IN THIS ISSUE:
1) A personal message from The Natural Handyman.
2) What's new at Naturalhandyman.com.
3) Q&A with our readers.
4) Special product report: CLEANSHOWER.
5) Subscriber survey: Hiring small contractors... tell us how you do it!!
6) Seasonal checklist... don't wait until it's too late!!
7) Humorous Sign of the Month!!
A PERSONAL MESSAGE FROM THE NATURAL HANDYMAN...
First, I must thank all of you for your support over the last few months. I
have been amazed... no, astounded, at the growth of Naturalhandyman.com's
readership! We have received questions and comments from folks all across this
great country, as well as from Australia, the Netherlands, New Zealand, Israel,
and England. And what we believed to be true is true... there are thousands of
you out there looking for a central place to get a home repair info boost! We
hope to become your first stop... and your second and third stops, too!!
As a home repair connoisseur for over 25 years, I have always been annoyed at the approach mainstream publications take towards home repair topics. In this regard, there are two types of publications. Each one gives home repair a different emphasis, all based on the publisher's goals.
The first is the "pabulum" publication... the publisher isn't interested in getting out in-depth content, but instead just spoon-feeding the readership with the same time-worn advice that most homeowners figure out on their own in their first year of repair "home schooling"! Many of these publications are considered "women's magazines", in that their focus is on homemaking and celebrity gossip for women working in or out of the home. And even some of the men's mags follow this superficial approach. These little home repair articles are no more than window dressing, with their usefulness and content being secondary to their ability to supplement the advertising of related products.
The second type of publication is the magazine that actually purports to give
home repair instruction and information. These magazines do indeed have a place
for the home repair enthusiast because they offer some basic instructional
information, and act as a motivator and cheerleader for do-it-yourselfers.
However, they all share the same deficiency: they almost always seem to stop
short of the real meat of the repair. I don't think the reason is any intent to
withhold information. Print publications are limited in physical size, and there
are editorial decisions made that may force the authors to abridge their work.
In some cases, the author is in fact a researcher... a person with real writing
talent reissuing other's words, or paraphrasing manufacturer's instructional
manuals, rather than relating real life experience... as a showcase for the
advertising, of course!!
That's where we come to the third type of publication... Naturalhandyman.com!! Do we know everything? Absolutely not! Are we willing to learn and improve! You bet your bottom dollar!

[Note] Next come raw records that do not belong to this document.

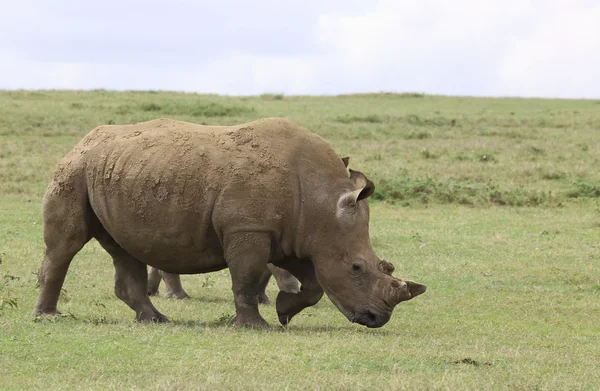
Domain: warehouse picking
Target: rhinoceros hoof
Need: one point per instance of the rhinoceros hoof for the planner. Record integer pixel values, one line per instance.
(177, 295)
(263, 299)
(156, 317)
(284, 319)
(46, 312)
(252, 323)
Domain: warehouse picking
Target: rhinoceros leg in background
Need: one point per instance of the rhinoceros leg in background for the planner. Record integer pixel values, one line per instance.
(172, 284)
(131, 280)
(289, 304)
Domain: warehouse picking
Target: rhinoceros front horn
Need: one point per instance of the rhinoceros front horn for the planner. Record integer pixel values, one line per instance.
(406, 290)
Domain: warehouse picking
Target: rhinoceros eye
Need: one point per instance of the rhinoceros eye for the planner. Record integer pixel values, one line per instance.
(357, 267)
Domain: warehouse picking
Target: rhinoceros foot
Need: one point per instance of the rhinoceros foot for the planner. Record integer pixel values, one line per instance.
(263, 299)
(251, 322)
(152, 317)
(177, 295)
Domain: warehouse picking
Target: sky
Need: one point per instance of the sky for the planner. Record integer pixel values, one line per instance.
(536, 48)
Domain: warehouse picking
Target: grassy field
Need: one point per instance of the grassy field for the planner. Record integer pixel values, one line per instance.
(493, 203)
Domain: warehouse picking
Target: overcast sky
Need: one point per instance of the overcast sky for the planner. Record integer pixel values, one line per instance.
(546, 48)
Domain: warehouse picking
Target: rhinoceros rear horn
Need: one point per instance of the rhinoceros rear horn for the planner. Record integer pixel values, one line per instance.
(363, 183)
(346, 160)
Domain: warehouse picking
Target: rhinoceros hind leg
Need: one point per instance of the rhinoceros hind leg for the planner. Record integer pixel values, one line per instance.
(131, 281)
(67, 218)
(153, 281)
(173, 285)
(262, 287)
(246, 255)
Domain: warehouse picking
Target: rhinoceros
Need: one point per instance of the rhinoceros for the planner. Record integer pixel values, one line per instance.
(285, 281)
(187, 199)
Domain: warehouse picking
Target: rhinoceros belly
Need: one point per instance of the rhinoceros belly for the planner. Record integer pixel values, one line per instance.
(156, 203)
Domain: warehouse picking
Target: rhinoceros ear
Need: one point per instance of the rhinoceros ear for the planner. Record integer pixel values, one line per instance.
(364, 189)
(346, 160)
(363, 183)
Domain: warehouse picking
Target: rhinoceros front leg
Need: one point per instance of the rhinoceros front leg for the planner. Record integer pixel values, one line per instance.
(173, 286)
(154, 279)
(289, 304)
(285, 280)
(246, 255)
(131, 281)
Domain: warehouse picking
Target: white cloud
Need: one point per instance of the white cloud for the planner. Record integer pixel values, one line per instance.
(512, 47)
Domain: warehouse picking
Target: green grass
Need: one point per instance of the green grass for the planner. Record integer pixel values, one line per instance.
(493, 203)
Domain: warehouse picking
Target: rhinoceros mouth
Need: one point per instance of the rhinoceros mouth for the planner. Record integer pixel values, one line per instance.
(370, 318)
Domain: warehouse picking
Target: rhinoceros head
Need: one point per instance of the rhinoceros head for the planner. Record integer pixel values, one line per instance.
(359, 283)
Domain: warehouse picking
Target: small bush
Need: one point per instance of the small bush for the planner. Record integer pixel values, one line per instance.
(485, 157)
(421, 135)
(272, 96)
(353, 119)
(584, 189)
(427, 154)
(150, 107)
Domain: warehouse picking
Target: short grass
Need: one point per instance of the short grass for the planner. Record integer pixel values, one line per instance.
(493, 203)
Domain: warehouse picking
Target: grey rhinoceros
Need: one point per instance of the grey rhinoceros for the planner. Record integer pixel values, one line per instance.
(285, 281)
(186, 199)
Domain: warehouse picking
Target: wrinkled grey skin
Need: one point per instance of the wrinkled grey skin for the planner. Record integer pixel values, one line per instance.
(173, 288)
(187, 199)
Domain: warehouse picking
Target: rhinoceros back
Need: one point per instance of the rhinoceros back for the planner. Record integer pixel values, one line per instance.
(167, 189)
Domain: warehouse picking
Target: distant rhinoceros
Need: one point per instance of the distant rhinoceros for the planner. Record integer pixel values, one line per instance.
(186, 199)
(285, 281)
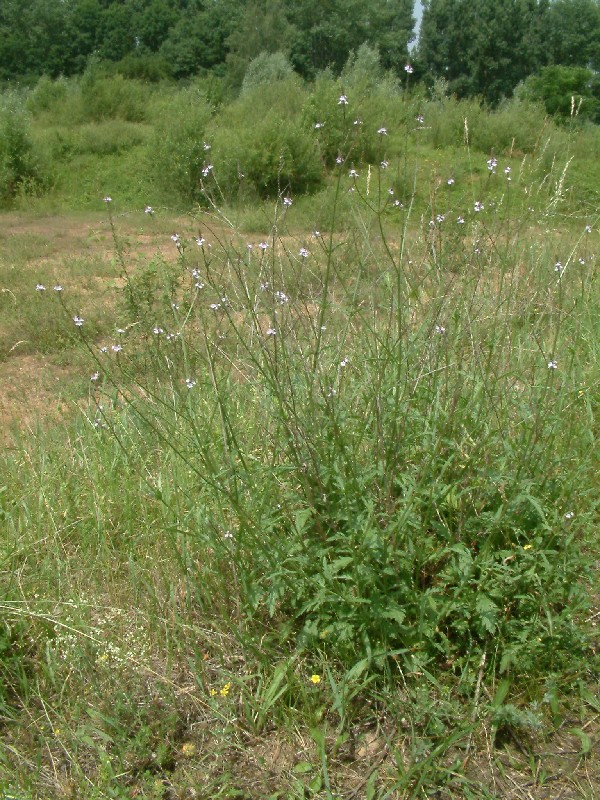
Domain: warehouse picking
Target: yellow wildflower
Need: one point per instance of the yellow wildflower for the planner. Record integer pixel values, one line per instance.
(188, 749)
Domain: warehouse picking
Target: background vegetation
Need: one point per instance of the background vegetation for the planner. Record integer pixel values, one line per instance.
(319, 518)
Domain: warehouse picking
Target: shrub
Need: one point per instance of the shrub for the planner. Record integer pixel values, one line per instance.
(177, 153)
(114, 97)
(565, 92)
(46, 95)
(261, 147)
(18, 163)
(265, 69)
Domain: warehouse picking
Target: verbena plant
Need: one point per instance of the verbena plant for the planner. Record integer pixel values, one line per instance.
(373, 440)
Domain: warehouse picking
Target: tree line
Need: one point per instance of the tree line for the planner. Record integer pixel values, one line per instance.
(474, 47)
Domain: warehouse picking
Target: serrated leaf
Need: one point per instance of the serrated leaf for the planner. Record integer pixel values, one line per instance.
(302, 767)
(501, 692)
(586, 742)
(397, 614)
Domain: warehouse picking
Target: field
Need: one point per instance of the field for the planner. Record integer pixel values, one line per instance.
(299, 483)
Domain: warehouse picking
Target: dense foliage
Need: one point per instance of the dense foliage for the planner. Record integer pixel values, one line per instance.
(481, 49)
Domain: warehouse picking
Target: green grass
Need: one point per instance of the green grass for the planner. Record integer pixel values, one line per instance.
(325, 525)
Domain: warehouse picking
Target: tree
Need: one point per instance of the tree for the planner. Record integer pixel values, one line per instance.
(326, 31)
(484, 48)
(574, 33)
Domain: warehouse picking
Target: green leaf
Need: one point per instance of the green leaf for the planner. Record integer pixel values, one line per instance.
(501, 692)
(302, 767)
(586, 742)
(397, 614)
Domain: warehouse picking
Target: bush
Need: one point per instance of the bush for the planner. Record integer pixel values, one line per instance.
(265, 69)
(261, 146)
(350, 130)
(566, 92)
(18, 164)
(177, 152)
(113, 97)
(46, 95)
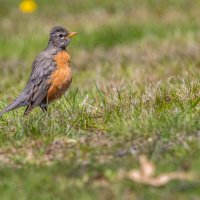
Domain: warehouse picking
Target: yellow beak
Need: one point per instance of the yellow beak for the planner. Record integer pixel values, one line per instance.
(70, 34)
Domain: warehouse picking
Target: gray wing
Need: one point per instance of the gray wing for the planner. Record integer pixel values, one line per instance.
(39, 81)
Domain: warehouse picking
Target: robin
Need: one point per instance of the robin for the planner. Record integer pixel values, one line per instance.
(50, 76)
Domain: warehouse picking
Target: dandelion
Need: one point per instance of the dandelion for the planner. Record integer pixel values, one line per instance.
(27, 6)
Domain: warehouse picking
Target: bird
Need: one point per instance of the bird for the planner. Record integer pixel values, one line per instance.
(50, 76)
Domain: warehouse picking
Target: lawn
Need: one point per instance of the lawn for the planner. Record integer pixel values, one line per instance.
(135, 91)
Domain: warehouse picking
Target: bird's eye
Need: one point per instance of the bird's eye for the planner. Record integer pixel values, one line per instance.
(61, 35)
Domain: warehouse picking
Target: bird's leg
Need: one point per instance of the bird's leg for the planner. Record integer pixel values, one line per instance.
(44, 107)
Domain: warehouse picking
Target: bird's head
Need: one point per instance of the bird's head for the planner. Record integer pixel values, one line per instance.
(60, 37)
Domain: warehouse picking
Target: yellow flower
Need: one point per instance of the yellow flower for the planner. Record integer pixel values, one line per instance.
(27, 6)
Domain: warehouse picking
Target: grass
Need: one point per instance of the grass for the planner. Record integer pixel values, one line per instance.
(135, 91)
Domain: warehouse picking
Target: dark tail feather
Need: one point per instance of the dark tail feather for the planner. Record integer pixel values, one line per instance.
(12, 106)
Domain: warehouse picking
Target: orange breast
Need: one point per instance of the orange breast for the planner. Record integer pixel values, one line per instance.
(61, 78)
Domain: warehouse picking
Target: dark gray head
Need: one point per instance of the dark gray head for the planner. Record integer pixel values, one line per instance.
(60, 37)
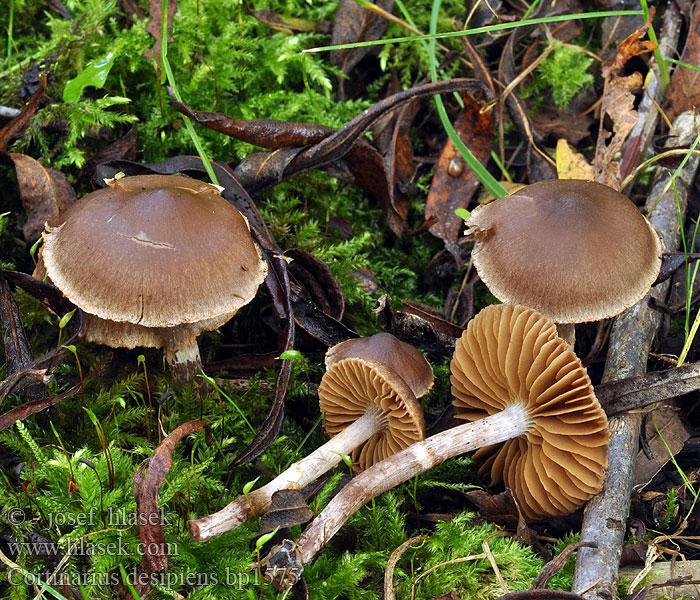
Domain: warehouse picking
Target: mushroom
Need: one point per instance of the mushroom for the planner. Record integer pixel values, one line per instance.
(368, 397)
(573, 250)
(511, 366)
(154, 260)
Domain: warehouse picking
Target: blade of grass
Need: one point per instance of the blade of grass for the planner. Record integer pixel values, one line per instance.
(171, 82)
(484, 29)
(682, 64)
(489, 182)
(660, 60)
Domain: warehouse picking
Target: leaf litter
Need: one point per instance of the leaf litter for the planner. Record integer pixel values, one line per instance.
(303, 291)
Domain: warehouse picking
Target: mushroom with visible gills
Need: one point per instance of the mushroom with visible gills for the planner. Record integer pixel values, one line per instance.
(511, 366)
(368, 397)
(154, 260)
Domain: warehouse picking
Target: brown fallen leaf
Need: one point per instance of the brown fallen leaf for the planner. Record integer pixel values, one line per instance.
(155, 9)
(354, 23)
(17, 125)
(147, 481)
(633, 45)
(45, 193)
(123, 148)
(684, 91)
(454, 183)
(617, 105)
(555, 123)
(571, 164)
(277, 281)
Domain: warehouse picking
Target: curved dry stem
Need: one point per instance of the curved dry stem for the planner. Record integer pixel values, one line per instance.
(181, 352)
(397, 469)
(299, 475)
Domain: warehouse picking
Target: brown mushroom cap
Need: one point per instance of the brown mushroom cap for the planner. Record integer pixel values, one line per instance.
(573, 250)
(354, 386)
(402, 358)
(155, 251)
(512, 354)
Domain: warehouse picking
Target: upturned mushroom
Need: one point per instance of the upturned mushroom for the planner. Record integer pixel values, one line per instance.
(539, 403)
(368, 397)
(153, 261)
(573, 250)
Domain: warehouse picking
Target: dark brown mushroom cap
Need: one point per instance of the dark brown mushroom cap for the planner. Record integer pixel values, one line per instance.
(353, 386)
(512, 354)
(402, 358)
(155, 251)
(573, 250)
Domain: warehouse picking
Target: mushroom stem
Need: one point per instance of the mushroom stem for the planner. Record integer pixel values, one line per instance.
(181, 352)
(299, 475)
(567, 332)
(511, 422)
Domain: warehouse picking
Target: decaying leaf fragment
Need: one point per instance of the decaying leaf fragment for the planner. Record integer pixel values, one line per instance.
(617, 104)
(454, 183)
(45, 193)
(571, 164)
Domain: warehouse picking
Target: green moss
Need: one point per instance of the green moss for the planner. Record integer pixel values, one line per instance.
(563, 73)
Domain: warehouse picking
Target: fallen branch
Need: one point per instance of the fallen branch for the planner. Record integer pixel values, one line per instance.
(605, 515)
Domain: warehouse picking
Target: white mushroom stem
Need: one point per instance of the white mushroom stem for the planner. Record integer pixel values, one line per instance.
(299, 475)
(181, 352)
(510, 423)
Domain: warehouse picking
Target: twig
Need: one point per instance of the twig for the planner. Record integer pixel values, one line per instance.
(630, 341)
(391, 565)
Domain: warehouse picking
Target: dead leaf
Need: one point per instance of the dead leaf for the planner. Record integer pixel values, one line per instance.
(45, 193)
(286, 24)
(154, 27)
(632, 46)
(454, 183)
(557, 563)
(287, 509)
(666, 432)
(634, 393)
(684, 91)
(147, 481)
(618, 105)
(509, 186)
(18, 351)
(571, 164)
(425, 333)
(552, 122)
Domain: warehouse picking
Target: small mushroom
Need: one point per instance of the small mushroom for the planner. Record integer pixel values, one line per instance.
(368, 397)
(511, 366)
(573, 250)
(154, 260)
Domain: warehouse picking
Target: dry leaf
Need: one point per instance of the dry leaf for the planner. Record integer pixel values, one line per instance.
(571, 164)
(454, 183)
(618, 105)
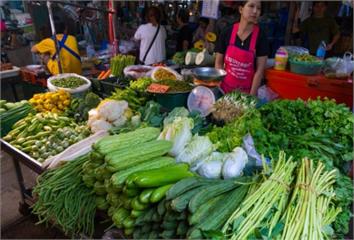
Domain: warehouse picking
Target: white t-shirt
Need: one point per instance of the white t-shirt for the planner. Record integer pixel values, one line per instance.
(145, 34)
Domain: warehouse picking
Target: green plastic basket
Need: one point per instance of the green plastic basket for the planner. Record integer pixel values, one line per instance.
(305, 68)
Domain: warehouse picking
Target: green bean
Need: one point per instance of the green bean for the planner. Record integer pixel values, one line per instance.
(64, 198)
(68, 82)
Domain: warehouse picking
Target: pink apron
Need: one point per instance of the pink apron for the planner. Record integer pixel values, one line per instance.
(239, 63)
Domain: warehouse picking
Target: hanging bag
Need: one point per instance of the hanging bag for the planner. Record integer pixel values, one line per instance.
(152, 42)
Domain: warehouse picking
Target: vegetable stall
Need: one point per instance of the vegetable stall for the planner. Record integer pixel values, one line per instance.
(241, 169)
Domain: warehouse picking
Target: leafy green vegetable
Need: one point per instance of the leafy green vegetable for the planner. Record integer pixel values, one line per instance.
(151, 114)
(317, 129)
(231, 135)
(79, 107)
(176, 112)
(68, 82)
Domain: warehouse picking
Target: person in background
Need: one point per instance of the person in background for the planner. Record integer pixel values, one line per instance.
(242, 51)
(228, 18)
(184, 37)
(146, 32)
(319, 27)
(70, 60)
(203, 28)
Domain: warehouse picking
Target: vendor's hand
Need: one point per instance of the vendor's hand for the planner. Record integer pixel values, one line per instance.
(329, 47)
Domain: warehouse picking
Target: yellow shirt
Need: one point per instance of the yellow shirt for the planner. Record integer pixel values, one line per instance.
(69, 63)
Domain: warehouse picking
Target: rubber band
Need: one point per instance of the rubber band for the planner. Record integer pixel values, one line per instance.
(281, 182)
(308, 188)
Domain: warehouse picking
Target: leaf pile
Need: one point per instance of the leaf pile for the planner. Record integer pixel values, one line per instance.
(317, 129)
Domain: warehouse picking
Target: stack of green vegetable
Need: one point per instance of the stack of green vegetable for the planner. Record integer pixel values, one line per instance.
(122, 155)
(69, 82)
(135, 94)
(192, 207)
(140, 84)
(45, 134)
(143, 190)
(176, 86)
(134, 99)
(231, 135)
(178, 57)
(317, 129)
(10, 113)
(79, 107)
(287, 203)
(63, 199)
(119, 62)
(232, 106)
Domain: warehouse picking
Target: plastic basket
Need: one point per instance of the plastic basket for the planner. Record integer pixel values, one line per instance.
(79, 92)
(305, 68)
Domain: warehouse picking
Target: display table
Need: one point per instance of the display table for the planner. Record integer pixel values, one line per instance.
(292, 86)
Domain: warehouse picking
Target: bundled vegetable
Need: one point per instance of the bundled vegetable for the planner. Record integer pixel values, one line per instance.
(175, 86)
(211, 166)
(178, 57)
(179, 132)
(129, 95)
(264, 207)
(74, 151)
(232, 105)
(198, 148)
(318, 129)
(144, 189)
(109, 113)
(313, 195)
(140, 84)
(54, 102)
(68, 82)
(151, 114)
(79, 107)
(45, 134)
(231, 135)
(13, 114)
(119, 62)
(6, 106)
(63, 197)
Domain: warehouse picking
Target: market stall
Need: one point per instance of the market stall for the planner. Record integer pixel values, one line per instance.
(297, 74)
(290, 85)
(160, 152)
(162, 157)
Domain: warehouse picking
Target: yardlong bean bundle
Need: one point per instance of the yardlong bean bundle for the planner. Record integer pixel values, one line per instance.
(64, 199)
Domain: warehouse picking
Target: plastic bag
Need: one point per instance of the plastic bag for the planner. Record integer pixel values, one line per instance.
(294, 50)
(254, 158)
(138, 71)
(265, 94)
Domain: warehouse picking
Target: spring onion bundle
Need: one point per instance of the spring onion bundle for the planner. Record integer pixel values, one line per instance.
(310, 210)
(65, 200)
(264, 207)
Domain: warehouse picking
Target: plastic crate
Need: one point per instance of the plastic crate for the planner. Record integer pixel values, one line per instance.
(292, 86)
(305, 68)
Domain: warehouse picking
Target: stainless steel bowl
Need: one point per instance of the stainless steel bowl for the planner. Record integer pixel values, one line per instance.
(208, 74)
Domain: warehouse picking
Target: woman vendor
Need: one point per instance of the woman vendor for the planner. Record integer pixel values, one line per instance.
(242, 51)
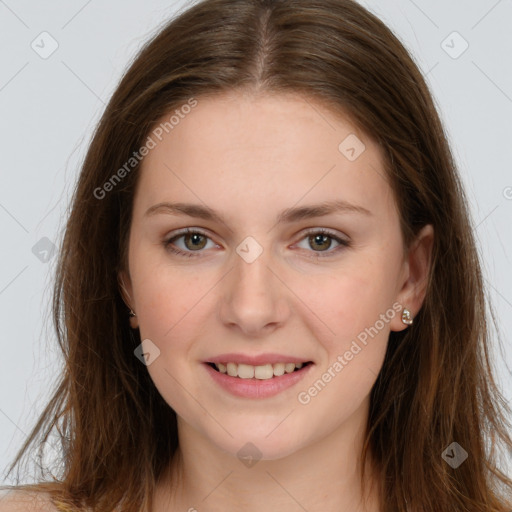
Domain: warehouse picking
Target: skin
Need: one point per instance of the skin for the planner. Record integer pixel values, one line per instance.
(249, 157)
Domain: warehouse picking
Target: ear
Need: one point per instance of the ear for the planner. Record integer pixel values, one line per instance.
(125, 287)
(416, 271)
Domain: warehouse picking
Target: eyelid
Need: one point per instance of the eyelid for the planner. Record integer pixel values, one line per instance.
(343, 242)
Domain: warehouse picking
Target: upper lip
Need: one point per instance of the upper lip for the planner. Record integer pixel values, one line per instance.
(256, 360)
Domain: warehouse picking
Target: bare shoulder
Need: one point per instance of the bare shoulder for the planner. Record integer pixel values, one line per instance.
(24, 501)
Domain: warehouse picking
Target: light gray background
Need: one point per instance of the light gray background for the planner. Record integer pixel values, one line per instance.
(49, 107)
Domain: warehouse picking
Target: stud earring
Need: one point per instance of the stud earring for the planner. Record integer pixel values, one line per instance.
(406, 317)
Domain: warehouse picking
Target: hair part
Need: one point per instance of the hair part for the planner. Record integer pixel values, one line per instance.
(436, 385)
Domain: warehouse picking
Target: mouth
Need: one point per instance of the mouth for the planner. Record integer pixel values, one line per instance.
(261, 372)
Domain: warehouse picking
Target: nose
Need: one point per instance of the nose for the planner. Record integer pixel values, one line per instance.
(254, 297)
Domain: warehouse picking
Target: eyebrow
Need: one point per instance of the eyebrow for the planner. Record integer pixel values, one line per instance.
(288, 215)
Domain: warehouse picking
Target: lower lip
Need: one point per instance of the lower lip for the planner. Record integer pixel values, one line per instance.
(256, 388)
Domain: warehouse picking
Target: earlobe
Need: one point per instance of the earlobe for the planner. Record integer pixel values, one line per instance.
(418, 265)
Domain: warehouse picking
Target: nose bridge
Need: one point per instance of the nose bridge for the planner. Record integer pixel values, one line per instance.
(253, 295)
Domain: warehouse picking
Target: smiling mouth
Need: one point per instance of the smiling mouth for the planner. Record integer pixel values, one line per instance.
(262, 372)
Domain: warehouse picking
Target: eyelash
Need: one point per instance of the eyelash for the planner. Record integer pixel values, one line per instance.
(316, 254)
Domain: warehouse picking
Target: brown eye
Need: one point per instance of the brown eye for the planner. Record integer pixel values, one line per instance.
(197, 241)
(193, 243)
(320, 241)
(323, 242)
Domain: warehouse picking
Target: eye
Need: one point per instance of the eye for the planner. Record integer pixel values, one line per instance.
(322, 239)
(194, 241)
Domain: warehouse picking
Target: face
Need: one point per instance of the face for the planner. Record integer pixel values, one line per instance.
(268, 279)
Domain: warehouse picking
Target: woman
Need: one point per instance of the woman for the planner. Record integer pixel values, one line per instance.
(215, 359)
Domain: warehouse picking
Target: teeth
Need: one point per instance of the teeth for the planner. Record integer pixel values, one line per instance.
(289, 367)
(263, 372)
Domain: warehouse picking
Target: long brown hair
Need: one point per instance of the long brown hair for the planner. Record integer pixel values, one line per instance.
(117, 434)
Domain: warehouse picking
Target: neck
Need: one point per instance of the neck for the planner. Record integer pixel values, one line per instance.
(322, 475)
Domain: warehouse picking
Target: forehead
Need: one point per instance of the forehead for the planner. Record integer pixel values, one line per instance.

Real knowledge comes from a combination of research and verification of that research. Just to repeat what other's have said may be repeating a half-truth... acceptable elsewhere but unacceptable here! Our philosophy is simple... if we can put your problem into a real world context (in the real world, things do go wrong), you will grow and learn to improvise. We try to approach all our topics with a professional eye, but at the same time reaching out to help you find the handholds' that we in the trade take for granted!
What about advertisements on NATURALHANDYMAN.COM? Expect to see ads of
various sorts pop up on our web site, as well as a developing small contractor
directory. You can rely on this... content and quality will always rule here! To
be blunt, if we decide a product is a piece of junk, or a contractor is not
living up to his or her responsibilities to their clientele, you won't see them
advertising here for long. Furthermore, advertising will never be the driving
force behind our content. We are strictly content-oriented, so any advertising
will be chasing the content, not the reverse. Guaranteed! End of story!!
What's New at Naturalhandyman.com...
In the last couple of months, a lot has been added to the web site.
First, we have a new section on links to manufacturers. These are very special web sites, because they (sit down for this!) really go beyond self-promotion! In their respective product specialties, they offer fine informational content, as well as the expected product information. We will add more quality sites to our listing as we discover them!! You can access them easily from our home page at https://www.naturalhandyman.com.
ASK NH... ANSWERS TO OUR READER'S QUESTIONS!!
I am a maintenance man for a property management company. One thing you missed in your section on repair of slow flushing toilets is the little holes under the toilet bowl rim. If these get plugged with calcite or "crud", you can clear the blockage by using a compass point, paper clip, or other solid, pointed object. Simply insert it into the holes, one by one, to open them up. Be aware that they are at a slight slant, but if you get them open, this simple fix may cure slow flushing problems.
Thanks for your input. Yes, you're absolutely right! Blockage in the angled inlet holes around the underside of the toilet rim will indeed cause poor flushing. And for two reasons... 1) the speed at which the water enters the tank is reduced, decreasing the siphoning effect that pulls the waste down, and 2) there is a decrease in the swirling of the water, which gets everything floating and churning for a more thorough flush.
Your repair recommendation is also on the mark. Poking and prodding the holes will free up the crud and accumulated mineral deposits. I have one especially sad experience with this type of blockage. A woman had her toilet tank lined (by some other guy, I might add) with do-it-yourself Styrofoam panels. Apparently, she was also a big believer in the large chlorine-based tablets reputed to keep your bowl looking clean (but, of course, those of us in the business know what chlorine can do to rubber and plastics). The chlorine, however, had another agenda... it broke down the Styrofoam and little, ball bearing sized pieces filled up the inner rim of the toilet. Prognosis... dead toilet!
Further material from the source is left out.